I think the load factor 0.5 is too early to give up. When we give up, we need to create a new table and restart. We should continue using the same table until it approaches to much higher load. 0.75 seems like a good cutoff because beyond that it gets really slow.

  • We should keep track the duplication factor, shouldn't we?

We should if we could. But currently we stop adding items to the hash table when it gets "full", so once it becomes full, we don't know whether remaining strings are duplicate or not.

I added comment about the load factor, and simplified code for isFull(). I hope this makes things clear.

73 ↗(On Diff #79414)

Yeah, I was tempted to say that this is a benign race, but by experts there is no such thing like "benign race". Fixed.

ELF/OutputSections.cpp
772

I added code here to get better estimation. Now we keep track an approximate number N of successfully inserted items. If N < NumPieces, only N / NumPieces were inserted, so we need to enlarge the table by the inverse, namely NumPieces / N.

ruiu updated this revision to Diff 79799.Nov 30 2016, 12:55 PM
  • Address review comments.
silvas added inline comments.Nov 30 2016, 9:37 PM
ELF/OutputSections.cpp
763

Where is the accompanying test?
Also, please make the name more specific.

ruiu updated this revision to Diff 80209.Dec 4 2016, 9:58 AM
ruiu marked 8 inline comments as done.
  • Address review comments.
silvas accepted this revision.Dec 4 2016, 2:24 PM
silvas edited edge metadata.

LGTM. Thanks for working on this!

This revision is now accepted and ready to land.Dec 4 2016, 2:24 PM
ruiu added a comment.Dec 5 2016, 10:59 PM

I'm struggling to improve single-core performance of this patch.

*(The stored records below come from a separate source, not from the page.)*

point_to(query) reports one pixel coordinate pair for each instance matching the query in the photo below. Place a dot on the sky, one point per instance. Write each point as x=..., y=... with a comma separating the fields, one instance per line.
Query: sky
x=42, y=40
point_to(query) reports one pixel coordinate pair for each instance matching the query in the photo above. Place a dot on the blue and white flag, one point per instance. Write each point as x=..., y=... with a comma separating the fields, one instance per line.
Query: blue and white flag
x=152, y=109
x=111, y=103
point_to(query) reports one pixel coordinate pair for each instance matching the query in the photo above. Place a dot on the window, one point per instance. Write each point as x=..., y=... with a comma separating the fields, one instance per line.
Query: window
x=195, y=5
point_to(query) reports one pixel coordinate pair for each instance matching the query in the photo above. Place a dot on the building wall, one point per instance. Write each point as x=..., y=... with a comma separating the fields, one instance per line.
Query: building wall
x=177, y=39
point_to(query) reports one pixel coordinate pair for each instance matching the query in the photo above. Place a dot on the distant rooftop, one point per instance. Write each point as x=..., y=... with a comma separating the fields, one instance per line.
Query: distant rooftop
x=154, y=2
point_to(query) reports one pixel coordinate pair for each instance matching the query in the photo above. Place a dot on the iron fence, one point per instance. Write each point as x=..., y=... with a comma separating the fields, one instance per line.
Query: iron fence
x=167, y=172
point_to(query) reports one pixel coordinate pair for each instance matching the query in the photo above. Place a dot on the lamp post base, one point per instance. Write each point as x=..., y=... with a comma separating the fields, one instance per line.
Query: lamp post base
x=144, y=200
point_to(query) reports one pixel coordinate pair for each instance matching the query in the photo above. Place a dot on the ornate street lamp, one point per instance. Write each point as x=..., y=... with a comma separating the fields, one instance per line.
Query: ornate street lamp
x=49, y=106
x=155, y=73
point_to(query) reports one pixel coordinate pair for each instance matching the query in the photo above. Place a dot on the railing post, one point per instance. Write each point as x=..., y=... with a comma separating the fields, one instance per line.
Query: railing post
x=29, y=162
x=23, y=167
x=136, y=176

It scales well, but it's single-core performance sucks. This is a table to link time of clang with debug info (unit is second). As you can see, you need at least 4 cores to take advantage of this patch.

` # of cores Before After

 1   13.462   17.048   +21.03%
 2    9.766   10.902   +10.42%
 4    7.697    6.935   -10.98%
 8    6.888    5.674   -21.39%
12    7.073    5.812   -21.69%
16    7.066    5.569   -26.88%
20    6.846    5.226   -30.99%`

I tried to optimize it, but because it fundamentally does more thing than the simple hash table approach, it is almost impossible to compete with the original algorithm (that said I think this is too slow though).

We cannot make the linker use this algorithm only when it detects 4 or more cores because a choice of algorithm affects layout of mergeable output sections. We want to get deterministic outputs for the same input regardless how many processors are available on a computer.

I started thinking that the second, sharded algorithm may be better than this one because, even though it doesn't scale like this algorithm, it's single-core performance is not that bad. I'll update the patch with performance numbers.

I'm sorry for the back-and-force.

silvas closed this revision.Mar 25 2020, 6:33 PM

we landed a different version of this IIRC. Closing diff.